“Every Day Do Something That Won’t Compute:” Student Perceptions of Daily Poetry Practice

Submitted by: Megan Davis Roberts
Abstract: This poster session details a small-scale qualitative study considering high school students’ relationship to poetry guided by the question: what happens to student perceptions of poetry when class begins each day with a poem? As a former teacher and current teacher educator, I conducted a series of interviews with a small group of my former students regarding their experiences with poetry throughout their K-12 education and with hearing a daily poem in their high school English Language Arts classroom. While the concept of reading a daily poem is not new, I wanted to investigate the effect of its application.

Embracing a transactional (Rosenblatt (1933/1976) framework, the study focuses on a daily poetry ritual, a literature-based experience that intends to foster personal engagement outside of analytical response. As transactional theory stresses that each reader “comes to the book from life” and will resume it afterward (Rosenblatt, 1933/1976, p. 35), I considered the relationship between the participants and the ways in which poetry transacts with their lived experiences. Though this study aimed to capture trends in the participants' poetry experiences, it also sought to embrace the kaleidoscopic multiplicity of the responses. Data was collected through two interviews, inspired by Seidman's (2019) phenomenological interview series approach, allowing for “both the interviewer and participant to explore the participant's experience, place it in context, and reflect on its meaning” (p. 21).

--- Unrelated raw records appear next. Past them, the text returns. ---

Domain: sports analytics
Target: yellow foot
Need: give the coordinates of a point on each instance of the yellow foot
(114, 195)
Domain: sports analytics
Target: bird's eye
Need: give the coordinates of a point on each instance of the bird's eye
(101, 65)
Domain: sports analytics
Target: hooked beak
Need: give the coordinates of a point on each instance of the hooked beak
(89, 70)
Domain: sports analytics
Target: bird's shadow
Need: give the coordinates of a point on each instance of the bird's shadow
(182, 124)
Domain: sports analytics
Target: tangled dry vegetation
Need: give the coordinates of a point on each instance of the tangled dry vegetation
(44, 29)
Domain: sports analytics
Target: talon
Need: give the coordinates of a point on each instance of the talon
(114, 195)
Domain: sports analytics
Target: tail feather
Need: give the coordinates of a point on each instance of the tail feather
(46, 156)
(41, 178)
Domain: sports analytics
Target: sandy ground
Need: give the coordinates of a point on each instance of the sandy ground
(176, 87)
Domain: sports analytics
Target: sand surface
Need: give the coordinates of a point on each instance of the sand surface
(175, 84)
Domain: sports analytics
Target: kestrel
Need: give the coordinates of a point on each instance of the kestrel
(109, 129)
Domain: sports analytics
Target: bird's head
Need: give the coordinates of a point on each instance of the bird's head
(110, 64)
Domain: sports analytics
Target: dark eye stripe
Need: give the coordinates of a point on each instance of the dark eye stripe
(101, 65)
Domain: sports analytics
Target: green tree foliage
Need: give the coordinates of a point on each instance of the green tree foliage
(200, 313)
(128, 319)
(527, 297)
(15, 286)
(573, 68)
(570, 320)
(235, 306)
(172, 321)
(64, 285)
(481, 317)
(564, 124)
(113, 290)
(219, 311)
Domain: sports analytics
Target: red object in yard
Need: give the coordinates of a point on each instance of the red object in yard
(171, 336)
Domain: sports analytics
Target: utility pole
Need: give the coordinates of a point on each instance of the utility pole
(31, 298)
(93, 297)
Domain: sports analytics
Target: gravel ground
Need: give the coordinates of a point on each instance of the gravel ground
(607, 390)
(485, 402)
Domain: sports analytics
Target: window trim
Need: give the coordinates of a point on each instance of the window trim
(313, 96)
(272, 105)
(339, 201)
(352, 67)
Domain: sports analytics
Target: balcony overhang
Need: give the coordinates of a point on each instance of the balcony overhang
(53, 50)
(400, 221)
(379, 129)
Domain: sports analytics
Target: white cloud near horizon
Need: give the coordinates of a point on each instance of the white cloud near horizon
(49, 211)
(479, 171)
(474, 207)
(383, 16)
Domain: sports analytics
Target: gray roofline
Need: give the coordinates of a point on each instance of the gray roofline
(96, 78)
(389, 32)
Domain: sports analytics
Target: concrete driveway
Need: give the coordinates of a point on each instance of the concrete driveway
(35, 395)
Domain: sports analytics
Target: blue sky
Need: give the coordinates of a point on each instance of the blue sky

The study observes pervasive misperceptions about poetry: it’s a vehicle to teach literary devices, it’s old and boring, it must rhyme, it’s only for highly uncomfortable levels of self-disclosure, and it’s rigid and restrictive insofar as to impede creative freedom. The daily poetry practice seemed to consistently fall as the students' first regular poetry exposure. Students reflected on how they now consider poetry integrated with their everyday lives and how the ritual altered the classroom culture in some way that deviated from the norm, be that more open, collaborative, or mindful.

Rosenblatt, L. M. (1933/1976). Literature as exploration (5th ed.). MLA.

Seidman, I. (2019). Interviewing as qualitative research: A guide for researchers in education and the social sciences. Teachers College Press.